Leonardo da Vinci. Everyone makes such a fucking big deal about the Mona Lisa and the Last Supper when in truth they are not all that groundbreaking. If you ask me, both paintings are fug. While he was a creative and imaginative inventor, the majorities of his ideas never left is sketch pad. And the whole writing backwards thing is really creepy. I love a good classic piece of art like the next person, but do I really need to see another Madonna and Child? Not to mention all his faces look the same. For someone who studied anatomy so thoroughly, you'd think he'd understand that the human facial structure varies from person to person. And now because of the whole Da Vinci Code saga everyone thinks he was genius. Too bad everything in that book is FICTIONAL and has NO historical basis whatsoever. I know I'm not going to win this one but damn it, Da Vinci sucks cock.

Anonymous said...

Pope John Paul II.

Sure, he seemed like a nice enough man, and as Pope he certainly made some important social impact.
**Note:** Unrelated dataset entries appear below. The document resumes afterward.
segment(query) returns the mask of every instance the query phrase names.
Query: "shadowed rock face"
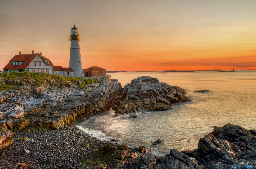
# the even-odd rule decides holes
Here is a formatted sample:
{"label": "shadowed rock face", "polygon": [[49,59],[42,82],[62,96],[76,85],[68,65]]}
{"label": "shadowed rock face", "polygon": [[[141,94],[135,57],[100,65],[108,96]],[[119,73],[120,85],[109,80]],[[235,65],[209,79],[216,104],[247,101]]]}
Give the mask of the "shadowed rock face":
{"label": "shadowed rock face", "polygon": [[116,114],[135,113],[138,109],[165,110],[172,104],[190,101],[185,91],[150,76],[139,77],[124,86],[124,100],[113,107]]}
{"label": "shadowed rock face", "polygon": [[212,133],[200,139],[198,149],[182,152],[171,149],[169,154],[156,161],[153,156],[145,153],[138,168],[256,168],[256,133],[230,123],[215,126]]}
{"label": "shadowed rock face", "polygon": [[244,164],[256,166],[256,163],[253,163],[256,160],[254,130],[230,123],[213,128],[212,133],[199,140],[196,154],[199,163],[209,168],[216,168],[218,165],[233,168],[232,165],[236,164],[238,165],[236,167],[240,168],[244,167],[242,166]]}

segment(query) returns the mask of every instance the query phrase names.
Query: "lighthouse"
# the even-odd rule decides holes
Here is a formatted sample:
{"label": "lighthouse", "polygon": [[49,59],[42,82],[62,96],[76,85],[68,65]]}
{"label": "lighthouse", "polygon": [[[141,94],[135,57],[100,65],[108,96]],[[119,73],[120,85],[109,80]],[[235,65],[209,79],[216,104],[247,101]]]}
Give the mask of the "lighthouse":
{"label": "lighthouse", "polygon": [[83,72],[80,53],[80,45],[79,41],[79,33],[78,29],[74,27],[71,28],[69,40],[70,41],[70,55],[69,56],[69,67],[74,71],[74,76],[81,77]]}

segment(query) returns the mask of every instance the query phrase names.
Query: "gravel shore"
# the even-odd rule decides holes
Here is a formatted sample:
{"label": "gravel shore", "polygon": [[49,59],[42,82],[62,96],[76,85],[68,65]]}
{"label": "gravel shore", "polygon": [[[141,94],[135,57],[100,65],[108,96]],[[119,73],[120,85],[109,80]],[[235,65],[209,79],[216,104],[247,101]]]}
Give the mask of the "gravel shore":
{"label": "gravel shore", "polygon": [[[93,152],[111,144],[92,137],[75,126],[58,130],[14,133],[14,139],[26,137],[28,140],[14,140],[12,144],[0,150],[0,168],[13,168],[18,163],[29,164],[43,168],[78,168],[81,166],[78,161],[80,159],[104,161]],[[89,146],[80,145],[85,142],[89,144]],[[26,152],[24,149],[30,152]],[[48,159],[52,163],[50,162],[46,164],[44,162]],[[138,158],[128,161],[122,168],[135,168],[138,161]],[[108,166],[107,168],[112,167]]]}

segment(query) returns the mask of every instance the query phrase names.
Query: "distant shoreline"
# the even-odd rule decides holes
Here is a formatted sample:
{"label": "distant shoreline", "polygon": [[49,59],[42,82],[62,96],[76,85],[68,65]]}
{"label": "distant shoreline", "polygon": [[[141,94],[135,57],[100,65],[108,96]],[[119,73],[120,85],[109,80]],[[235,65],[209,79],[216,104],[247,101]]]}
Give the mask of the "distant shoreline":
{"label": "distant shoreline", "polygon": [[[235,70],[234,71],[240,70],[255,70],[255,69],[239,69]],[[165,72],[203,72],[203,71],[218,71],[219,72],[233,72],[231,70],[212,69],[204,70],[159,70],[153,71],[106,71],[106,73],[116,73],[120,72],[158,72],[160,73]]]}

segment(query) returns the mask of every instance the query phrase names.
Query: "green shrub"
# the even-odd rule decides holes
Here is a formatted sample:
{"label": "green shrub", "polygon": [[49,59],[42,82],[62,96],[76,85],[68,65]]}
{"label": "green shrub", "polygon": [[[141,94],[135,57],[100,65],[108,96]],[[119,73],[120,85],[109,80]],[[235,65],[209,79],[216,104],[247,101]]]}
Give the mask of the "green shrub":
{"label": "green shrub", "polygon": [[12,88],[15,88],[11,86],[10,85],[1,85],[0,86],[0,91],[3,91],[4,90],[7,90]]}
{"label": "green shrub", "polygon": [[94,83],[94,80],[93,80],[93,79],[90,78],[90,79],[88,79],[86,80],[86,81],[87,81],[86,85],[87,85]]}

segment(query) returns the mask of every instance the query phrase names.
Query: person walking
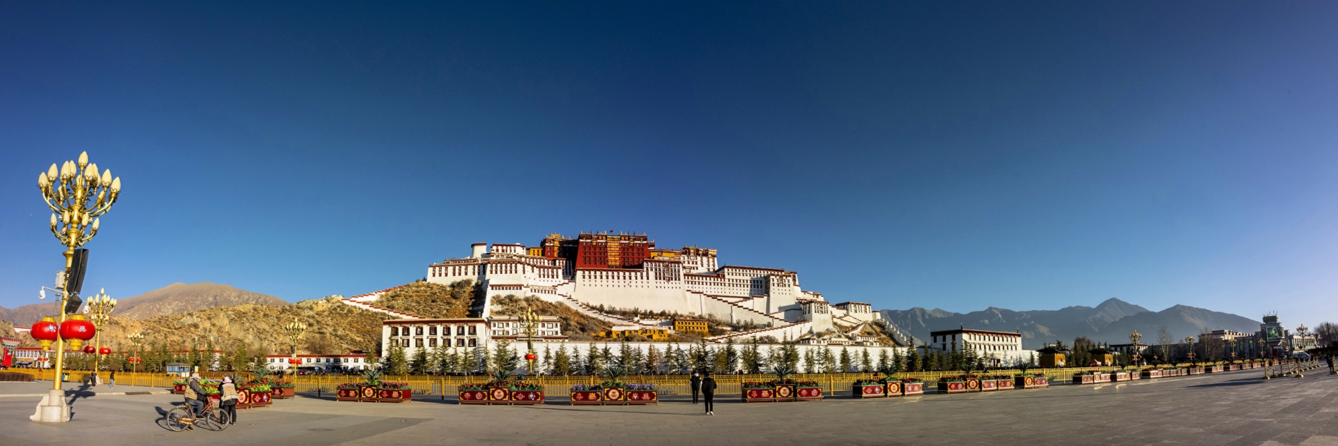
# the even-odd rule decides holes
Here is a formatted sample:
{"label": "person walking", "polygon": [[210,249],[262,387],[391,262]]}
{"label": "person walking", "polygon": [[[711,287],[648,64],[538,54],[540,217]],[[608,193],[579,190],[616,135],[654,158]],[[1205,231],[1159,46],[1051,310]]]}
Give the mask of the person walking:
{"label": "person walking", "polygon": [[227,423],[237,425],[237,383],[233,382],[233,375],[223,375],[223,383],[218,386],[218,406],[223,408],[227,414]]}
{"label": "person walking", "polygon": [[692,403],[697,403],[697,392],[701,391],[701,375],[692,372],[692,379],[688,380],[692,384]]}
{"label": "person walking", "polygon": [[706,400],[706,415],[716,414],[716,378],[706,372],[706,378],[701,379],[701,396]]}

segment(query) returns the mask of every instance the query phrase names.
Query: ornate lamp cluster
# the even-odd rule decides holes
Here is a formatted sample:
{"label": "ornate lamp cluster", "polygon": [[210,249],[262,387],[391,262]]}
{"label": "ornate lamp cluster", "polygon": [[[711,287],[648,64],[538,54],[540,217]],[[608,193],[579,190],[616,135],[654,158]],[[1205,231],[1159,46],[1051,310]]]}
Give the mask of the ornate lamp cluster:
{"label": "ornate lamp cluster", "polygon": [[120,196],[120,177],[114,178],[111,169],[99,171],[98,163],[88,163],[88,153],[84,151],[78,162],[66,161],[60,169],[52,163],[40,173],[37,189],[52,212],[51,233],[70,248],[66,252],[68,258],[76,246],[83,246],[98,234],[98,217],[111,210]]}

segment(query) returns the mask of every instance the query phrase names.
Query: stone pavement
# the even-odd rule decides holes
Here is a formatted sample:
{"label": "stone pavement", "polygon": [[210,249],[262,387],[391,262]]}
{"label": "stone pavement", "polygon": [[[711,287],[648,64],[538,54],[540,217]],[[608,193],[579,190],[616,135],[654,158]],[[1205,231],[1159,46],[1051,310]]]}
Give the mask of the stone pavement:
{"label": "stone pavement", "polygon": [[791,403],[724,396],[714,417],[681,398],[507,407],[304,395],[240,410],[221,433],[163,430],[174,395],[80,398],[74,421],[59,425],[28,421],[36,399],[0,398],[0,445],[1338,445],[1338,376],[1260,375]]}

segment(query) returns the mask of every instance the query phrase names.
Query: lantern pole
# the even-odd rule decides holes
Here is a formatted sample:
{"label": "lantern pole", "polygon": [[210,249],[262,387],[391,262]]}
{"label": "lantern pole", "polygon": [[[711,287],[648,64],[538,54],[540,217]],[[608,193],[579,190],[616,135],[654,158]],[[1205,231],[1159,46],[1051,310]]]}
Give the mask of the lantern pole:
{"label": "lantern pole", "polygon": [[[51,209],[51,234],[66,246],[66,273],[71,272],[75,258],[75,248],[83,246],[98,234],[99,216],[111,210],[111,205],[120,196],[120,178],[112,178],[111,170],[98,170],[96,163],[88,162],[88,153],[80,153],[79,161],[66,161],[59,169],[51,169],[37,174],[37,189],[41,198]],[[70,281],[60,287],[60,328],[66,327],[66,304],[74,289],[68,289]],[[52,379],[51,392],[47,399],[37,406],[37,413],[29,417],[33,421],[66,422],[70,421],[70,406],[66,406],[62,370],[64,368],[66,350],[64,340],[56,338],[56,367]]]}

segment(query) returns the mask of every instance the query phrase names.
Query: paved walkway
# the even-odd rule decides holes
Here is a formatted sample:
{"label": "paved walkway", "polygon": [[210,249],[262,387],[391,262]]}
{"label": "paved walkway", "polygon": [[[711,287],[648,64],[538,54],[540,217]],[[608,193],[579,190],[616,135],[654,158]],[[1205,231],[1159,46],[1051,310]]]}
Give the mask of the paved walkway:
{"label": "paved walkway", "polygon": [[716,415],[658,406],[349,403],[300,396],[240,410],[222,433],[171,433],[179,398],[75,402],[70,423],[36,423],[36,399],[0,398],[0,445],[1338,445],[1338,376],[1260,380],[1239,371],[1120,384],[918,398],[752,403]]}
But the man was head of an organization that allowed the rapes and molestations of countless young children, and not only was there no punishment, but Priests were allowed to go on like nothing happened.

In reality, the time period he presided over will end up being looked at as an era where many Catholics lost faith in an institution that is supposed to guide them, all while the church further reinforces bullshit like no birth control, an anti-homosexual agenda and sexism (as seen in the refusal to allow women priests), instead of progressing with the world.

Nicole Cammorata said...

Jesus Christ. I think Jesus is the most overrated historical figure.
A letter to the Lord:
Your teachings may be the best-selling book of all-time, but it's all a lot of hot air if you ask me. SUPPOSEDLY, you could walk on water, turn said water into wine, and perform other miracles such as, oh I don't know, starting a religion or something. Oh yeah J-man? I'll believe these so-called "miracles" when I see them. Any asshole can start a religion - just ask L. Ron Hubbard. Dude wrote a book, too. A couple of them. You don't see ME praying to L. Ron every night though. So you're the son of God, and seated at the right hand of the Father and all that crap. Well until you rise again to judge the living and the dead, I say: you're overrated.

Anonymous said...

damn dude...I thought mine might be a little sacrilegious, but you're going straight to the source, huh?

I like. That's some high quality hate right there. Silky Johnson would even be impressed.

O-Train said...

Sacagawea.

I not 100% sure what she's famous for, but she didn't deserve a gold coin.

Becca said...

Christopher Columbus. Dumbass didn't even find the right continent. Asshat.